Foi com essa prece que o papa João Paulo 2º tentou aliviar o sofrimento de uma jovem de 19 anos, que se debatia gritando insultos numa voz gutural.

O incidente aconteceu há um mês, na praça São Pedro, em Roma. Avisado sobre um princípio de tumulto, o papa interrompeu uma audiência e foi ao encontro da moça de Monza (norte da Itália), que era segurada pelos guardas exibindo uma força, segundo testemunhas, “sobrenatural”.

O pontífice não hesitou. Levou-a até uma área isolada da multidão e, por duas horas, orou sobre ela. Quando João Paulo 2º deixava o local, ouviu-se uma voz que o desafiava, zombando do seu suposto poder espiritual: “Nem mesmo o chefe (da Igreja) pode me mandar embora.” Foi a terceira vez, em 22 anos, que o papa participou de um exorcismo Äas outras foram em 1978 e 82.

O fato ganhou destaque nos jornais italianos, foi difundido pelas agências internacionais até chegar às páginas da revista “Time” na última semana.

O interesse pelo ocorrido deve-se, em muito, à sua semelhança com o enredo do filme “O Exorcista”, de William Friedkin, no qual uma menina de 12 anos possuída pelo demônio mede forças com um padre católico.

O filme, de 1973, acaba de ser relançado nos EUA em cópia nova, com 11 minutos a mais. No primeiro final de semana de exibição, ocupou 684 salas e arrecadou US$ 8,5 milhões, segunda maior bilheteria de um relançamento na história, só perdendo para “Guerra nas Estrelas”.
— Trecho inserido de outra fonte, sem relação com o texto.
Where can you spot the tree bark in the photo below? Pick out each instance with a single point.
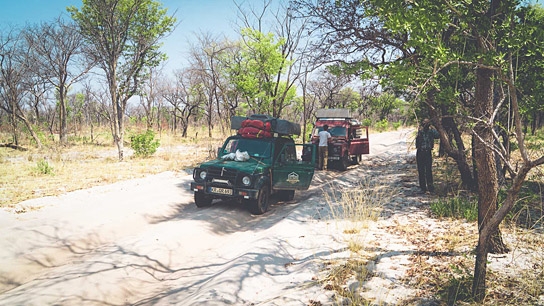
(487, 180)
(458, 154)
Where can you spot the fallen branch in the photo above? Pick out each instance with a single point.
(13, 146)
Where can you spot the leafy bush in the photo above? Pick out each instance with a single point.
(144, 145)
(43, 167)
(382, 125)
(456, 207)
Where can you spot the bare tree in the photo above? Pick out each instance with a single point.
(16, 75)
(151, 97)
(184, 96)
(58, 49)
Best-seller à vista No Brasil, a “moda” do diabo ganha um reforço de peso nesta semana com o lançamento de “O Demônio e a Srta. Prym”, novo livro de Paulo Coelho.”São 210 mil exemplares na primeira edição, o que é recorde no mercado brasileiro. E haverá lançamento simultâneo na Itália e em Portugal.
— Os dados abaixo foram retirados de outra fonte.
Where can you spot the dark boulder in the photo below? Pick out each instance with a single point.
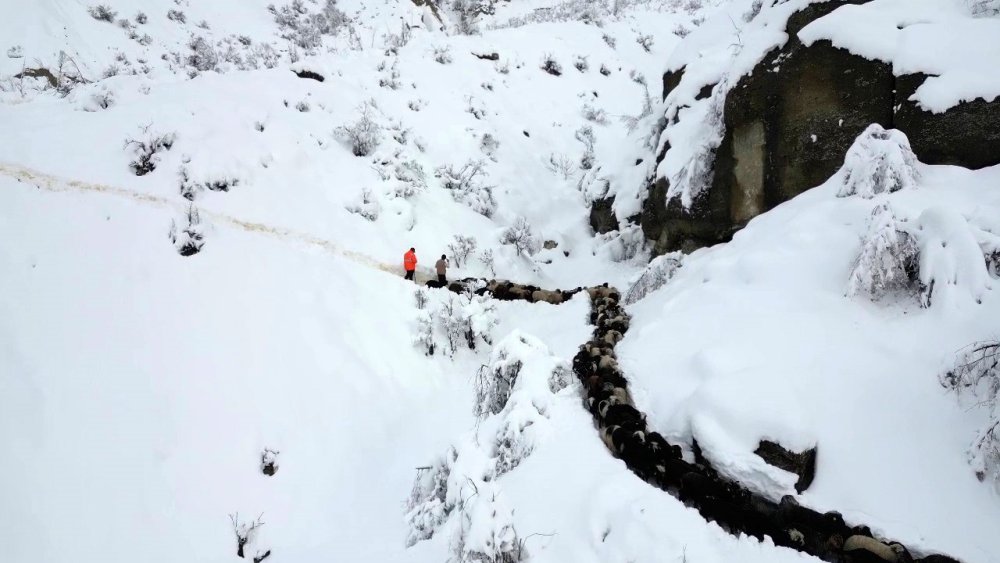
(788, 125)
(602, 216)
(311, 75)
(802, 464)
(966, 135)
O livro fala do confronto entre o bem e o mal por meio da história de um lugarejo esquecido, que é visitado e “tentado” por um estrangeiro, mensageiro do diabo. Em troca de barras de ouro, os habitantes da aldeia precisam desobedecer um mandamento de Deus, o “não matarás”.

Durante a narrativa, Paulo Coelho desenvolve a idéia de que “cada um leva o demônio dentro de si”, mas que ele “só vem à luz quando o indivíduo se dispõe a escutar a sua voz”.

Católico fervoroso, Coelho, 53, acredita na existência do diabo, “mas não aquele com chifrinhos e rabo”. Para ele, o pior demônio é o “criado pelo próprio homem”. “É o demônio artifical, que só tem poder quando lhe é dado pelo próprio homem por meio do pensamento negativo e da amargura”, diz.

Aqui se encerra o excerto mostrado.